At the same time, a “new deal” seems to be currently at work, displacing the mainstream historical relations between stakeholders and incorporating a new modus operandi. In this configuration, the State is no longer fully the leader or provider. It has become a facilitator that enables private actors to participate on the floor, while “social partners” alternate between protest and cooperation. In such context, the role of the social housing sector is crucial and, more than ever, symbolizes public concerns and hopes. While concentrating on and strengthening its assets, the sector is also currently reconfiguring its identity. Under the cover of mutation of financial devices, the reforms have reshaped the sector and reconfigured alliances; they have blurred the borders between the traditional subsidized sector and the private one, as well as fragmented the social housing provision. On the one hand, this has contributed to moving the two sectors closer to each other; however, it has also rigidified the housing provision into separate and competing markets. Actually, the main point is probably the continuity of a secular trend.

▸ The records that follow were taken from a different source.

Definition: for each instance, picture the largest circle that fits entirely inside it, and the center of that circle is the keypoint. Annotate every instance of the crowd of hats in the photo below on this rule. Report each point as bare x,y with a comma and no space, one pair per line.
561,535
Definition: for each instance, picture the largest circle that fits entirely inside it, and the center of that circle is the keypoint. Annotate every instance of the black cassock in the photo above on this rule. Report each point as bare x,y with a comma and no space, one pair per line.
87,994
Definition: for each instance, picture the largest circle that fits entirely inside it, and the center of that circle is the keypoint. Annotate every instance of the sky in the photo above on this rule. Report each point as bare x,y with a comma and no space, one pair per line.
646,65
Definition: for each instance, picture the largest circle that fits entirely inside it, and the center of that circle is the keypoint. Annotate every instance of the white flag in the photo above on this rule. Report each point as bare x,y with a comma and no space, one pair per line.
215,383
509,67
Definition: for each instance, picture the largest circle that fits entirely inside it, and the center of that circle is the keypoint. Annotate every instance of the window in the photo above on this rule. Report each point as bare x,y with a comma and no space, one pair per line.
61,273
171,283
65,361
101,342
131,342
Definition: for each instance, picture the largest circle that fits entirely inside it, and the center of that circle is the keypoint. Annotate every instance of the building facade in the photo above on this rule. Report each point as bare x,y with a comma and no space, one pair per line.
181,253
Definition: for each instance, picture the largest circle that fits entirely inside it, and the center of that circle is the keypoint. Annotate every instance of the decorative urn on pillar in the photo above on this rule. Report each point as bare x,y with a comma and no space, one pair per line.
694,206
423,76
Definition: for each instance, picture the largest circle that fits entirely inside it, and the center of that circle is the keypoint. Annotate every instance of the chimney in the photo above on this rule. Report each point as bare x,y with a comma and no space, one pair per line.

In contrast with the idea of a “neoliberal” turn, it seems that ancient alliances between building companies, the social housing sector, and the government are gaining strength again. At the moment, the government is studying a way to increase and generalize fiscal facilities and to reduce the VAT from 5.5 to 5 % in social construction (and the renovation of dilapidated buildings), with a possibility to renounce the VAT increase for the whole building sector (from 7 to 10 % in 2014). Different contexts, different tools, same objectives: similarly to the decades following the Second World War, housing is a leading element of the whole economy and urban (re)development. Building has become a goal in itself as an instrument to tackle unemployment and boost economic growth. In this respect, social housing is in a good position.

The debate about how public money and common goods should be collected, allocated, and redistributed has nevertheless gained renewed importance. In spite of its efforts and strength, the social housing sector alone does not seem to have the capacity to meet housing needs or to insure the right to housing. In the near future, the more important task could be to re-embed the housing question into the achievement of the general interest. The social housing sector, with its legacy and legitimacy, could then play a leading role again, on condition that it operates under enlightened democratic control. After all, European social housing of the origins has been a leader not only in terms of security of tenure but also in architectural innovation and social integration. The question is certainly not whether to throw the baby out with the bathwater but rather how to re-enchant it. Recasting the social realm will entail discovering new forms of social property that are likely to guarantee that housing is something that everyone, in both the present and future generations, can enjoy. Precisely because the economic, biological, and natural environments are instable, and the resources of energy and space are limited, individualistic approaches to property, protection, and sociability need to be challenged by alternative ones. A much greater range of habitat possibilities regarding conception, construction, tenure, financing, lifestyle, and social relations must be explored. From this renewed knowledge and collective imagination, solutions may appear.